Okay, I realize this might have gone beyond a poorly made drunken decision.
I know that what happened between us that night shouldn’t have happened. I know you’re probably regretting it just as much – if not more – than I am. I won’t take full responsibility for it, but I was definitely complicit. If I’m being honest, all the details leading up to that moment and some of the details of it are a bit cloudy. But I remember enough, which is probably what you remember, too.
You knew I was in a bit of a vulnerable place. Things went south in my last relationship and the thought of having someone was comforting. You helped me take my mind off of everything else. Gave me something nice to think about – at least for the moment. While your personal situation is a bit different than mine, I know you were searching for the same things. But at the end of the day, who doesn’t just want someone to be there for them? I’m just not sure that’s exactly what happened between us. Is it?

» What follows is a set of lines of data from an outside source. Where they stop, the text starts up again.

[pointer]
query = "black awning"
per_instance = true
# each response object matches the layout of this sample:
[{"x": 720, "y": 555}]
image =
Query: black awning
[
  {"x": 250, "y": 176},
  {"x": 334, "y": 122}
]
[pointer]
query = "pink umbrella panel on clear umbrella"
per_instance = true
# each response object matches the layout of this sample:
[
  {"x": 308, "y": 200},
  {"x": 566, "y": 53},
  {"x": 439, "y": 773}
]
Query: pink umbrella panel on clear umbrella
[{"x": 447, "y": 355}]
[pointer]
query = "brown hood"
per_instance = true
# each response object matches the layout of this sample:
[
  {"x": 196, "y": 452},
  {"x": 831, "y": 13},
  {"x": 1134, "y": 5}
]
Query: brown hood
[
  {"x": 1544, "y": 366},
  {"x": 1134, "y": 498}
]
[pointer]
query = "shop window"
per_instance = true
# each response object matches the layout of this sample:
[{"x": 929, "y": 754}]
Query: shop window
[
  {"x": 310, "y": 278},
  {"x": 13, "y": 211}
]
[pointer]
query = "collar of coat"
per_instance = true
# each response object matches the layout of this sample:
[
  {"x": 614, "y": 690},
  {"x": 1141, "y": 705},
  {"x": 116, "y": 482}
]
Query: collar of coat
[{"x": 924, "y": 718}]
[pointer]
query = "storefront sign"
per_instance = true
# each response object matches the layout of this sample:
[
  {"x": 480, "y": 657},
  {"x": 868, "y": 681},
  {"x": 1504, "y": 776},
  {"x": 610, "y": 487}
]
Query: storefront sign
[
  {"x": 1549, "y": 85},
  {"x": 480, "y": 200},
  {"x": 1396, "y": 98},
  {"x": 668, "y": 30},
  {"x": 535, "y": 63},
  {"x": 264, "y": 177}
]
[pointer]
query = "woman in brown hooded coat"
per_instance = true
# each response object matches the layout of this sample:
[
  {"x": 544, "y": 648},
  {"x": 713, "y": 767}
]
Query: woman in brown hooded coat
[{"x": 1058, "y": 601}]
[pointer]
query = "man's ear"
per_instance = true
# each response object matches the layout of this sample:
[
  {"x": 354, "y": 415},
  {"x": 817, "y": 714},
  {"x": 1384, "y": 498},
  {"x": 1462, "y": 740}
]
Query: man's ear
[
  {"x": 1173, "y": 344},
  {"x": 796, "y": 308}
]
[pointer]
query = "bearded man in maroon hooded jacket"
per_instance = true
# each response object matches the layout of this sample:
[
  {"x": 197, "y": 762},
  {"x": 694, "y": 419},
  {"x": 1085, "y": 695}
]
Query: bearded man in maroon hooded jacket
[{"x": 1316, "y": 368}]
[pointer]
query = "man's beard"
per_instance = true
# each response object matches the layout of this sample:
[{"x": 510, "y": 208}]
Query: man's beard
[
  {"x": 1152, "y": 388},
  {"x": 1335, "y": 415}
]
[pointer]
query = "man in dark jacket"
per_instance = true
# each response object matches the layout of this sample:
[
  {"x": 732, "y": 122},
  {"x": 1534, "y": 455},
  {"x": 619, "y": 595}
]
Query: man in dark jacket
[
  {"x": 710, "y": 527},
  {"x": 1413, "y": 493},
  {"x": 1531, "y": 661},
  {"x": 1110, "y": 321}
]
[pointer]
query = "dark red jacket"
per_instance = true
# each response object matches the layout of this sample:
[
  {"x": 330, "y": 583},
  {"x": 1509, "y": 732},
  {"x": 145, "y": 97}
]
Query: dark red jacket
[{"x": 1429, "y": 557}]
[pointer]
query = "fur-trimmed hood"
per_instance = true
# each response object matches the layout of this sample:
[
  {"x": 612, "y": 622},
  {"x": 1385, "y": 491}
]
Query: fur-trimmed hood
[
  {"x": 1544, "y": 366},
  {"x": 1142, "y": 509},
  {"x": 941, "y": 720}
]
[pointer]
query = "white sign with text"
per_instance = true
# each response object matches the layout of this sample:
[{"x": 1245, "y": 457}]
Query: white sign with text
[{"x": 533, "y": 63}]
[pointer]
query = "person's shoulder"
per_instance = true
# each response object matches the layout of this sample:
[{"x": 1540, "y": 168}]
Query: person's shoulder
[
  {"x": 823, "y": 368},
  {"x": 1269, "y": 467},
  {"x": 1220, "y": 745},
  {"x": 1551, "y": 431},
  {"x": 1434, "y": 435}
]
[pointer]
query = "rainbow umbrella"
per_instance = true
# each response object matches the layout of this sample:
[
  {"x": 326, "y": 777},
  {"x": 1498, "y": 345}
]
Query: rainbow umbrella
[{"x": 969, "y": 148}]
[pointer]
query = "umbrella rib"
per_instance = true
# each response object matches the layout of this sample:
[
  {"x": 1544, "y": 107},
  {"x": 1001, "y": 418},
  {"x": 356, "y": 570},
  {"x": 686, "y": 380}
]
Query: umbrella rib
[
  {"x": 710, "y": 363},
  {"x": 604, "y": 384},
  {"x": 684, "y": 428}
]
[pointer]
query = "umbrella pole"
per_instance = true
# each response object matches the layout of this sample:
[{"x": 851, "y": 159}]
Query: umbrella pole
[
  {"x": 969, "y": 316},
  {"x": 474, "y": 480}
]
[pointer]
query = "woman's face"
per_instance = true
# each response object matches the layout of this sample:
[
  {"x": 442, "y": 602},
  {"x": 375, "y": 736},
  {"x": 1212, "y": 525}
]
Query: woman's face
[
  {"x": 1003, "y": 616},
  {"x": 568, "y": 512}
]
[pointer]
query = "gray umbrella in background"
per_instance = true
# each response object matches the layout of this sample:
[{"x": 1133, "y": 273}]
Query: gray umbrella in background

Wasn’t what started between us more of an escape? Mine from my past. Yours from your present. Just a night to get away and not think about anything that really mattered (not to say that you don’t matter, but I think you catch my drift). I think that we’re both in the process of realizing that there is no way to “just get away” like that. Those ghosts we’re running from will still be haunting us when we get back home, now they’ll just be angrier.
But I think the worst part is that I did want it to be you some day, and that idea, that future, seems shot now. I know it shouldn’t have changed my opinion of you, and while I wish I could say that’s true, deep down, some small part of our relationship will always be different. Some small part of you will always be different. And I bet you would say the exact same thing about it. It’s amazing what one day can change.
What we had together wasn’t what I wanted to have with you.
Is it possible that we can just pretend that nothing ever happened between us? We can just go on living life the way it was. Repress that string of events and never think or talk about them again. That’s what our society is good at, anyway. Just pretend for as long as possible that the world is how you want to see it. By the time either of us realizes the reality of our situation, hopefully, it will be passed the point where it matters.
We’re already past the point where I can get what I want, so I can already foresee what’s going to happen. The next few times we see each other, we’ll try to pretend like nothing happened. It’ll be a strain and kind of awkward, which is why we’ll see each other less and less. Eventually what happened will be a distant memory as will our friendship. Because some things are hard to get over.
Talk about a bad decision.
Maybe I’m wrong? Maybe we can just be friends.